En disant ces mots, la gouvernante rebelle se mit au plus vite à ajuster sa mante de tartan pour partir, en fermant le capuchon de manière à cacher son bonnet de toile blanche, dont les bords environnaient sa figure ridée, mais fraîche encore et florissante de santé. Cela fait, elle saisit un bâton, compagnon fidèle de ses petits voyages, et s’avançait d’un pas ferme vers la porte, quand Henri s’interposa entre elle et le passage.

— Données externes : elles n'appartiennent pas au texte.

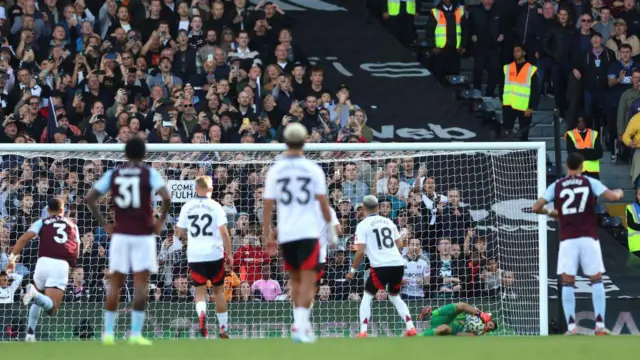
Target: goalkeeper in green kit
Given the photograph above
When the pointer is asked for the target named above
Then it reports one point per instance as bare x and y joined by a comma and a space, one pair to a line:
452, 320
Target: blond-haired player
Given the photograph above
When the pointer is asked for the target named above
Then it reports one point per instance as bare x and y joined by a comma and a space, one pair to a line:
203, 224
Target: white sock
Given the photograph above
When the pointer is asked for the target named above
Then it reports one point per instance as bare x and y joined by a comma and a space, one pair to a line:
201, 307
403, 310
223, 319
301, 318
365, 311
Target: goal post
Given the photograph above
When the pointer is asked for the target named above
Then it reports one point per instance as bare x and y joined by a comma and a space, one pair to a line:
501, 268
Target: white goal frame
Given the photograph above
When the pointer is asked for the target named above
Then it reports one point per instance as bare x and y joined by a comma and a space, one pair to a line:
540, 147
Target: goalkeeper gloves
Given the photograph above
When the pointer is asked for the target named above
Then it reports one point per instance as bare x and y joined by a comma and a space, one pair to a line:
332, 235
485, 317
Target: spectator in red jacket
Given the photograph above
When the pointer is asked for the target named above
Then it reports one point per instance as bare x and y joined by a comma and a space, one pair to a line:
250, 257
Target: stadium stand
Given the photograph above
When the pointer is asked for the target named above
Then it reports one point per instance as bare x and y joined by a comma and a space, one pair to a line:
237, 72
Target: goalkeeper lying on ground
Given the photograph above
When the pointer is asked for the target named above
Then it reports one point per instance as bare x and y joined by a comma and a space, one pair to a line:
456, 319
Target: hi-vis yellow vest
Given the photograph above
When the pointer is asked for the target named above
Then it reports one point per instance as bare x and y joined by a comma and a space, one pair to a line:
393, 7
517, 86
441, 27
589, 142
633, 237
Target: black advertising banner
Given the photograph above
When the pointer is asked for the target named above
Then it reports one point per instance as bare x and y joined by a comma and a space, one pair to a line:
403, 101
622, 317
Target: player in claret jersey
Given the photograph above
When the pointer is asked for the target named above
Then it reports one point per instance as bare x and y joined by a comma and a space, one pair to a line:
208, 241
132, 245
574, 198
295, 183
58, 250
378, 237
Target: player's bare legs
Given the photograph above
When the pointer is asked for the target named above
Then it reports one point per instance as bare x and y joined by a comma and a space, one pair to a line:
365, 313
201, 308
111, 307
569, 302
140, 296
221, 311
599, 303
403, 311
49, 302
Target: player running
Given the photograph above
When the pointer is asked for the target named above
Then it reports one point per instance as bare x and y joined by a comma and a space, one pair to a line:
575, 198
451, 320
379, 238
57, 252
208, 241
295, 183
133, 244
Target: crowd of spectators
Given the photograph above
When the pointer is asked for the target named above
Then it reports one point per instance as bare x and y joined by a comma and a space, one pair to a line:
207, 72
586, 52
444, 254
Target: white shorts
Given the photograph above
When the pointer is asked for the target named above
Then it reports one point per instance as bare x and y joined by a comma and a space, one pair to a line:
51, 273
134, 253
584, 252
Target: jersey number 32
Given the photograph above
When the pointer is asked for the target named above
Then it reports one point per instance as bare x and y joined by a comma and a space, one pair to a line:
575, 200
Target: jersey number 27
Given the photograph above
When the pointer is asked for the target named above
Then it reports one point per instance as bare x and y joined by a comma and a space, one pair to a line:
571, 205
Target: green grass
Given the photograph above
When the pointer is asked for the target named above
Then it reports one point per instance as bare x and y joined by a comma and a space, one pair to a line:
441, 348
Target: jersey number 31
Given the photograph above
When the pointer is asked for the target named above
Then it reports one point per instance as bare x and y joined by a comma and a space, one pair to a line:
570, 205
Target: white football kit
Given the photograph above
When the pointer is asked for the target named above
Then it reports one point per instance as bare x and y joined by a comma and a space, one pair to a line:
202, 217
379, 235
294, 182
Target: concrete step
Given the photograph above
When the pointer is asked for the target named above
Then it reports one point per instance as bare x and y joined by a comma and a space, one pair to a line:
549, 142
421, 21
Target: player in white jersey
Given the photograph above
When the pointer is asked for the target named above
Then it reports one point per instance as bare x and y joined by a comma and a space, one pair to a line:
379, 239
294, 183
203, 224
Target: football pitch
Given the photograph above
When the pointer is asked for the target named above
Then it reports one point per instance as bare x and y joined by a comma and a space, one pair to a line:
494, 348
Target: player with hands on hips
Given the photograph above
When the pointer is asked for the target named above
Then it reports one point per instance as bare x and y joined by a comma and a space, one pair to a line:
574, 197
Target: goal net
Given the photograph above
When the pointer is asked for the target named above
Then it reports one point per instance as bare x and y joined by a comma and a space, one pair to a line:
462, 214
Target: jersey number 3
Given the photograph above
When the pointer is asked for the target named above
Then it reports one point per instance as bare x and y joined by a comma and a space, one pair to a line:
61, 233
570, 205
128, 192
304, 189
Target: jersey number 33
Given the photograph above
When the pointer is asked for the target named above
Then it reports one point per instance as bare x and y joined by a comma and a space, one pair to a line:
299, 185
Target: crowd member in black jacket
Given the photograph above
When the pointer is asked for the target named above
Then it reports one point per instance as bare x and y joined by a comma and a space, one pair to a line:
557, 45
447, 52
631, 16
447, 272
591, 69
543, 62
486, 29
529, 26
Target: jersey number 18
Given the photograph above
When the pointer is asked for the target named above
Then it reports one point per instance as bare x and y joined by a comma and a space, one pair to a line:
383, 238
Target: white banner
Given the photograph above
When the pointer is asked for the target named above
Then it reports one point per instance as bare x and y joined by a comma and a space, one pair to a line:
181, 190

« Attendez au moins, vieille femme, que nous fassions nos comptes. Je vous dois des gages et gratifications. — C’est encore là un rêve de votre tête de fou. Quels gages ou gratifications puis-je accepter du fils de votre mère qui m’a nourrie, vêtue, choyée, comme si j’eusse été une sœur ? — Et vous l’en payez bien, nourrice, en abandonnant son fils unique quand il a tant besoin de vous. »

Ces mots semblèrent faire quelque impression sur la vieille femme entêtée. Elle s’arrêta et regarda alternativement son maître, puis la chanteuse ; puis elle branla la tête, et se dirigea de nouveau vers la porte.

« Je reçois cette pauvre vagabonde sous mon toit, seulement afin de la sauver de la prison et du fouet, » dit Smith d’un ton suppliant.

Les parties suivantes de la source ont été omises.